EASO/COE Age assessment video

EASO/COE Age assessment video


The increasing number of children on the move within complex mixed migration flows has placed age determination procedures at the core of migration management.

These children are often unaccompanied or separated from their primary caregivers. With limited access to birth registration in their countries of origin, they are rarely able to produce evidence of their age. In fact, UNICEF highlights that, in many countries of sub-Saharan Africa, over 64% of births continue to go unregistered.

Efforts to effectively manage migration should not overlook the limited availability of birth registration in countries of origin, nor should individuals’ lack of documentation be perceived as a deliberate attempt to contravene migration laws.

As highlighted by the Committee on the rights of the Child, establishing the age of an individual who says that they are under 18 is of fundamental importance, as the outcome will determine whether they will be entitled to protection as a child.

In this regard, the Committee noted that radiological tests, on which the margin of error remains wide, cannot be the sole basis for age assessment procedures. In addition to physical appearance, the individual’s psychological and emotional maturity should also be taken into account. Moreover, age determination procedures should be conducted in a safe and impartial way, based on scientific criteria and appropriate child and gender considerations.

While an age determination process is under way, the person must be presumed and treated as a child.

Furthermore, the Committee stresses the need to ensure that the best interests of the child remain a primary consideration. And that, pursuant to article 12 of the Convention on the Rights of the Child, the child’s views and wishes are elicited and taken into account in determining the measures to be adopted with regard to unaccompanied or separated children.

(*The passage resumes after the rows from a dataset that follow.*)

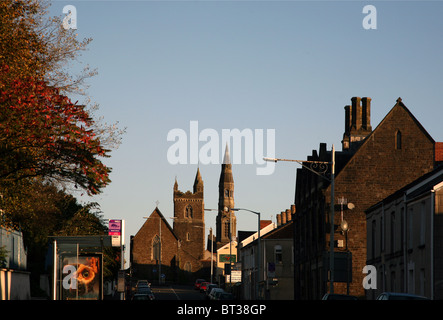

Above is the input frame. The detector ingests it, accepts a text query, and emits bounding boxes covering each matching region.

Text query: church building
[130,146,236,283]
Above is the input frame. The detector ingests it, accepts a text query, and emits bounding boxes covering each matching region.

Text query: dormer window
[185,205,194,219]
[395,130,401,150]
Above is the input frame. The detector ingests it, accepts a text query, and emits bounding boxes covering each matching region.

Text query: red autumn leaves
[0,65,110,194]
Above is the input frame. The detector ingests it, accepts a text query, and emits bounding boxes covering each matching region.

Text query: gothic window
[395,130,401,150]
[151,235,161,260]
[185,204,194,219]
[224,221,229,239]
[274,245,283,263]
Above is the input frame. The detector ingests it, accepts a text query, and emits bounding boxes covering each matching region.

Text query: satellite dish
[340,220,349,231]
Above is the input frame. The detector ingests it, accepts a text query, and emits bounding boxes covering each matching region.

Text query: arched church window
[185,204,194,219]
[395,130,401,150]
[151,235,161,260]
[224,221,229,239]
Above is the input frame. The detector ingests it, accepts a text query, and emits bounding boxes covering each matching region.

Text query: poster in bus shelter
[62,254,102,300]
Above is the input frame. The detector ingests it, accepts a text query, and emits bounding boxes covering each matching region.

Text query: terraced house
[293,97,436,299]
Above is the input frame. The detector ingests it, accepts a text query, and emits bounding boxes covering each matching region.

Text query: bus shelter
[50,235,111,300]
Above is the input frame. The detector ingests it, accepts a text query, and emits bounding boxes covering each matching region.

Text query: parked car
[194,279,206,290]
[208,288,225,300]
[136,280,151,288]
[218,292,234,300]
[376,292,430,300]
[205,283,218,299]
[132,286,155,300]
[200,281,210,292]
[322,293,358,300]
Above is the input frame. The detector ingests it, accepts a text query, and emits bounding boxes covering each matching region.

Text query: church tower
[173,169,205,259]
[216,145,237,248]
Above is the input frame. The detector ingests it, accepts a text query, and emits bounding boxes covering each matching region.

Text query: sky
[49,0,443,266]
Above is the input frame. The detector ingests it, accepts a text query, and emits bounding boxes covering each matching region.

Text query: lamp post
[231,208,261,299]
[263,145,335,294]
[143,217,162,285]
[194,225,214,283]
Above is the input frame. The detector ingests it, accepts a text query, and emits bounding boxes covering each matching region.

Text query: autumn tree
[0,66,110,194]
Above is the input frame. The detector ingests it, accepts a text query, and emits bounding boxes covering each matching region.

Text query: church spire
[216,144,237,248]
[194,168,203,193]
[223,143,231,164]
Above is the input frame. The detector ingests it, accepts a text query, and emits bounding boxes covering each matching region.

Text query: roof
[336,98,435,185]
[365,166,443,213]
[263,220,294,239]
[134,207,178,240]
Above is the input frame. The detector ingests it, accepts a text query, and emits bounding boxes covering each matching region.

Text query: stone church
[130,146,236,283]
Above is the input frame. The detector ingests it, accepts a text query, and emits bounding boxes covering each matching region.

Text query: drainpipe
[403,193,408,292]
[431,187,435,300]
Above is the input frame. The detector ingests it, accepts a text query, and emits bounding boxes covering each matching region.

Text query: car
[376,292,430,300]
[200,281,210,292]
[132,293,154,301]
[205,283,218,299]
[208,288,225,300]
[132,287,155,300]
[194,279,206,290]
[322,293,358,300]
[218,292,234,300]
[136,280,151,288]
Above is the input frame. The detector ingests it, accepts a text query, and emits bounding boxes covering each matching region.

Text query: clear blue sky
[50,0,443,268]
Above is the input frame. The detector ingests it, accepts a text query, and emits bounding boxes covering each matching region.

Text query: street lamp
[263,145,335,294]
[143,217,162,285]
[231,208,261,299]
[194,225,214,283]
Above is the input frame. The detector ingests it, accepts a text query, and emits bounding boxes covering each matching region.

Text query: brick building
[131,169,208,282]
[293,97,435,299]
[130,147,236,282]
[366,166,443,300]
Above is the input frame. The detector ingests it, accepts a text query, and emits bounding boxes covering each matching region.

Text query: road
[151,285,205,300]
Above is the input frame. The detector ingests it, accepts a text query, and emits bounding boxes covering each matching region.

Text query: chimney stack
[342,97,372,151]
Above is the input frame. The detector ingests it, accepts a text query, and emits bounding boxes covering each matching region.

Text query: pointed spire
[223,143,231,164]
[174,176,178,191]
[194,168,203,193]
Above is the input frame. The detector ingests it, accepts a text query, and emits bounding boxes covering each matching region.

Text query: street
[151,285,205,300]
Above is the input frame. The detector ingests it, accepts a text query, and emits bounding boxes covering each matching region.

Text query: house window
[391,211,396,253]
[185,205,194,219]
[274,245,283,264]
[224,221,230,239]
[151,235,161,260]
[395,130,401,150]
[371,220,377,259]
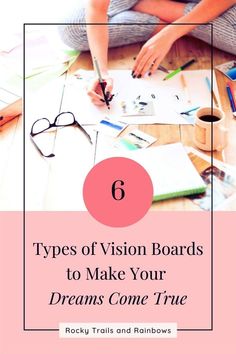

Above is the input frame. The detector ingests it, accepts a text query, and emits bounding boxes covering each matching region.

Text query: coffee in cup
[194,107,227,151]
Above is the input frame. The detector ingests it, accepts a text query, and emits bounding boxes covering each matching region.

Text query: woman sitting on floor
[59,0,236,105]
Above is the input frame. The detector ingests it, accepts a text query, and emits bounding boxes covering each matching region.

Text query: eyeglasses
[30,112,92,157]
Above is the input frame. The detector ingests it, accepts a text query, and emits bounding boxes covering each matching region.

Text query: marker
[228,82,236,106]
[205,76,219,107]
[163,59,196,81]
[226,85,236,117]
[180,74,191,103]
[94,57,110,109]
[157,65,169,74]
[180,106,200,115]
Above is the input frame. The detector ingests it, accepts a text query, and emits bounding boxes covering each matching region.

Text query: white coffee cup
[194,107,228,151]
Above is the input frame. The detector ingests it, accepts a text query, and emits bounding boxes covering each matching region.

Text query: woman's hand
[87,75,113,106]
[132,28,175,78]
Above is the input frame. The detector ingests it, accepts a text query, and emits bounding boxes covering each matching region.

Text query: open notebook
[122,143,206,201]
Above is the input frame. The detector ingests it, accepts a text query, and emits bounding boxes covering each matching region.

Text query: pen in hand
[94,57,110,109]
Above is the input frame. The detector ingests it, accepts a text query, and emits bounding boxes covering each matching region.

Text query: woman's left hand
[132,29,174,78]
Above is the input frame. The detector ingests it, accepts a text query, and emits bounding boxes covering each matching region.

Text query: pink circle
[83,157,153,227]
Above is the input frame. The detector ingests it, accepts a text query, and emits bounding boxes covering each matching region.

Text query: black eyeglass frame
[30,111,92,157]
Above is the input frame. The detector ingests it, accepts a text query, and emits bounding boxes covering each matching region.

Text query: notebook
[125,143,206,201]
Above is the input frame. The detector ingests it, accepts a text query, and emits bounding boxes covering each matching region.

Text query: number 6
[111,179,125,200]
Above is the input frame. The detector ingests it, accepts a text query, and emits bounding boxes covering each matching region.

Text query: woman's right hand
[87,75,113,106]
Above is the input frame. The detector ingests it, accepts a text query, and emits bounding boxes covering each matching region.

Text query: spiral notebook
[126,143,206,201]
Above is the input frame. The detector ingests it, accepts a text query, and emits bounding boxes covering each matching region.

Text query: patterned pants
[59,0,236,55]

The Committee specifically refers to the obligation of States to guarantee the observance of the right to be heard for children for whom expressing their views may be particularly difficult such as those physically or mentally impaired, migrants or children belonging to national or ethnic minorities.

Regarding the opportunity for representation, provisions of the Convention on the Rights of the Child regarding the need for consistency with procedural rules of national law should never be interpreted as permitting the use of procedural legislation which restricts or prevents the enjoyment of this fundamental right. On the contrary, States parties are encouraged to comply with the basic rules of fair proceedings, such as the right to a defence and the right to access one’s own files.

The Spanish Ombudsman’s Office continues to receive complaints in relation to the undertaking of medical tests and the absence of forensic interventions. The complaints further alert on the limited involvement of children to express their views in the procedure, and highlight the challenges that children face to appeal decisions based on age determination procedures on the outcome of which they were not duly informed.

The Spanish Ombudsman has shared these concerns with the Spanish Prosecutor’s Office reiterating that the age determination methods currently in use are not in line with recommendations of the Spanish Forensic Institute. As per the information available through the numerous complaints received, the current age determination practice contravenes the internal guidance Note 2/2018 adopted by the Prosecutor’s office to address the limited reliability of radiological tests, the gaps identified in medical reports, and the need to resort to additional medical tests.

The Ombudsman has also welcomed the joint development by the European Asylum Support Office (EASO) and the Council of Europe (CoE) of an Animation on Age Assessment for Children. The animation aims to inform children about the age assessment process, as well as their rights and obligations, in a child-friendly manner.

In support to the initiative, and in the hope that it will contribute to addressing the challenges related to the protection of migrant children in the Canary Islands, the Spanish Ombudsman has translated the animation in Wolof, Bambara and Moroccan dialect.

These translations will be shared with national authorities responsible for the identification and protection of children.